A reforma da estrutura de comandos e agências da NATO, fechada em 2011, levou ao encerramento do comando operacional da organização em Oeiras, tendo no entanto, sido decidida a transferência para Portugal da STRIKFORNATO (força marítima de reação rápida) e da Escola de Comunicações e Sistemas de Informação, que estavam sediadas em Itália.

Breedlove esclareceu hoje que todas as mudanças estruturais estão ser alvo de avaliações, através de exercícios, sublinhando que dentro da Aliança Atlântica «nada é considerado como terminado até ser avaliado».

«Até ao momento, tem sido muito bem sucedido em termos de rede. Temos menos, mas temos estruturas muito capazes. Temos avaliado criteriosamente através de exercícios (...) e temos observado as suas atuações, em exercícios muito exigentes. Como comandante responsável em assinar a sua certificação, estou muito satisfeito», indicou.

«Ainda existe trabalho a ser feito, mas até agora tudo está a correr muito bem», concluiu Philip Mark Breedlove, numa conferência de imprensa que também contou com a presença do chefe do Estado-Maior-General das Forças Armadas, o general Artur Pina Monteiro.

Em declarações aos jornalistas, Pina Monteiro referiu que o encontro com o responsável militar da NATO serviu para «trocar impressões» sobre a avaliação dos recentes acontecimentos «com implicações sérias no ambiente estratégico internacional», em particular a situação na fronteira leste da Aliança decorrente da crise na Ucrânia, mas também para abordar as missões militares em curso da organização internacional e a sua possível evolução.

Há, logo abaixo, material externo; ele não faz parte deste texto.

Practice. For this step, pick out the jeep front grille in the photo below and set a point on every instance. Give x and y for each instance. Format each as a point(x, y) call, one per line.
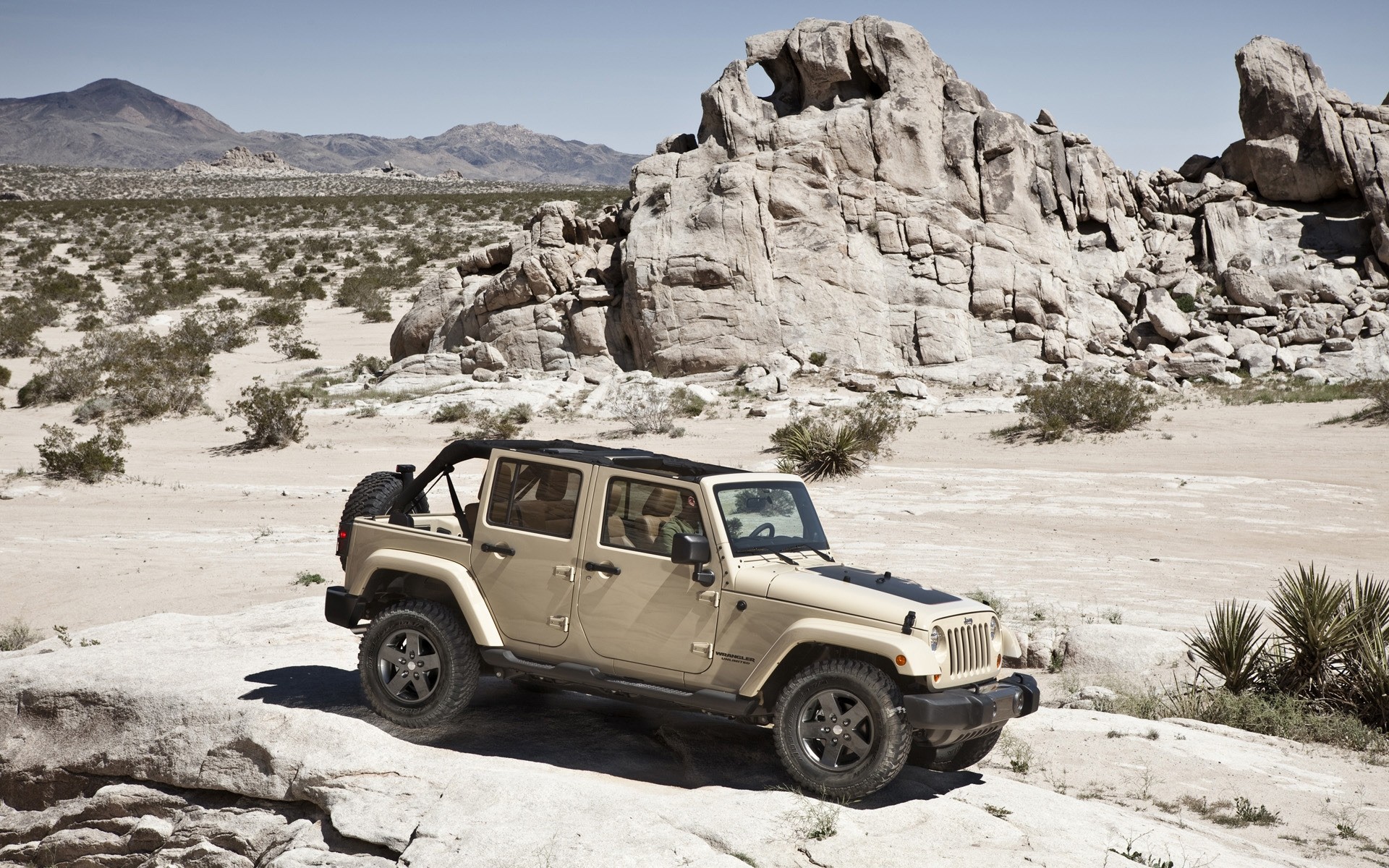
point(972, 650)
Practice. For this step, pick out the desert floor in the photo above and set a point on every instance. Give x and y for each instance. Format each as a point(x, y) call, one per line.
point(1207, 502)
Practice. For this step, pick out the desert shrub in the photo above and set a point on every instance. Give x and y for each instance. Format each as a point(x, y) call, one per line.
point(208, 330)
point(274, 417)
point(21, 317)
point(63, 457)
point(1328, 646)
point(278, 312)
point(1084, 401)
point(1284, 392)
point(451, 413)
point(489, 424)
point(841, 441)
point(289, 342)
point(368, 291)
point(297, 288)
point(66, 288)
point(643, 406)
point(16, 635)
point(371, 365)
point(142, 374)
point(1378, 410)
point(687, 403)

Sobre as missões em que Portugal estará envolvido, o chefe do Estado-Maior-General das Forças Armadas referiu a participação portuguesa numa missão de policiamento aéreo nos países bálticos, com seis F-16 e um efetivo de 70 militares.

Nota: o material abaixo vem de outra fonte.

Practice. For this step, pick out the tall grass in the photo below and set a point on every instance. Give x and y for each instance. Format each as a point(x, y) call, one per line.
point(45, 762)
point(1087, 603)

«A partir de setembro, Portugal vai estar envolvido numa missão nos (países) bálticos, uma missão de policiamento aéreo, em que já participou no passado, e naturalmente essa missão (...) ganha uma nova relevância estratégica face à situação que vivemos na fronteira leste com a crise na Ucrânia», indicou Pina Monteiro.

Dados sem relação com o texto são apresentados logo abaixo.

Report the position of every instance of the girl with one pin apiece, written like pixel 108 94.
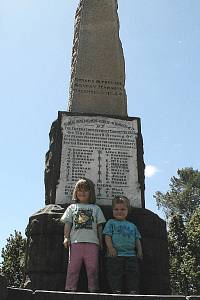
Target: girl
pixel 83 235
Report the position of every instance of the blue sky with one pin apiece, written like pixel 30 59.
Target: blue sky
pixel 161 41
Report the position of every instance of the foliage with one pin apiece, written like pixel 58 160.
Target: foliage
pixel 181 205
pixel 183 198
pixel 12 266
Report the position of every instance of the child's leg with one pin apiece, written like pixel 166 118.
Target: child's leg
pixel 115 272
pixel 91 261
pixel 132 274
pixel 74 266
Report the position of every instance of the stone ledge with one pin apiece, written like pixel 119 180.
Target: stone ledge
pixel 19 294
pixel 24 294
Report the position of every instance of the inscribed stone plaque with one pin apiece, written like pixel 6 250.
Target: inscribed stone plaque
pixel 104 150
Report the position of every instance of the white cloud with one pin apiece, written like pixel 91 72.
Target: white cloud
pixel 150 170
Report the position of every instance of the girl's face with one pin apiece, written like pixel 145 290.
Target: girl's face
pixel 83 195
pixel 120 211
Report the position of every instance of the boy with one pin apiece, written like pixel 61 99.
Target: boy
pixel 122 239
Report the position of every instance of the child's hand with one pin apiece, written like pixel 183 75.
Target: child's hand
pixel 66 242
pixel 112 252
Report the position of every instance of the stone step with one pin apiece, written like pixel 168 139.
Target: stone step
pixel 22 294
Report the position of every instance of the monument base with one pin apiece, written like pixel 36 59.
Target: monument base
pixel 46 262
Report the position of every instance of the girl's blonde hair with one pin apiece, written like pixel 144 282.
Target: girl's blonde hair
pixel 86 184
pixel 121 199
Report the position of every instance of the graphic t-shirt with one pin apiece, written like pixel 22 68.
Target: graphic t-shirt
pixel 124 234
pixel 84 219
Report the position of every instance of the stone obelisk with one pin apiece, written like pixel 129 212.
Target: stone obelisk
pixel 95 139
pixel 97 72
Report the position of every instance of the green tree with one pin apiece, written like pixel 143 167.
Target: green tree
pixel 12 266
pixel 192 254
pixel 183 198
pixel 181 205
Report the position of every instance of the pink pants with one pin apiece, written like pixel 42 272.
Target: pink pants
pixel 79 253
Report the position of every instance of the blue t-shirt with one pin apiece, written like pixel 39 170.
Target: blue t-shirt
pixel 124 234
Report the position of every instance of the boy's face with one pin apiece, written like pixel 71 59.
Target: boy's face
pixel 120 211
pixel 83 195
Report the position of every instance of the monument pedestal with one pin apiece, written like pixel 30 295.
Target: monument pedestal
pixel 95 139
pixel 47 258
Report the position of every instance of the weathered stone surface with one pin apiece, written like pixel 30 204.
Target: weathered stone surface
pixel 102 148
pixel 19 294
pixel 3 287
pixel 44 295
pixel 58 159
pixel 47 258
pixel 52 162
pixel 97 72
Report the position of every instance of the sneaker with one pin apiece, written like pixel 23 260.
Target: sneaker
pixel 116 292
pixel 132 293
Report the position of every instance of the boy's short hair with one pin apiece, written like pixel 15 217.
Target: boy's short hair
pixel 121 199
pixel 88 185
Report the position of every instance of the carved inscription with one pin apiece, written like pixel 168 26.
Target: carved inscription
pixel 96 86
pixel 104 150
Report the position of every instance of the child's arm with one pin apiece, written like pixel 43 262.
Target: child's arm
pixel 139 249
pixel 111 250
pixel 67 229
pixel 99 233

As forças portuguesas já tinham integrado em 2007 uma missão de policiamento aéreo nesta região.

«Aqui, Portugal mostra que é solidário e que de facto responde, no âmbito da defesa coletiva, com solidariedade, apesar de todas as restrições que são conhecidas no âmbito financeiro dos últimos anos», acrescentou.

O SACEUR, baseado em Mons, na Bélgica, é um dos dois comandantes estratégicos da NATO e o responsável pela condução de todas as operações militares da Aliança.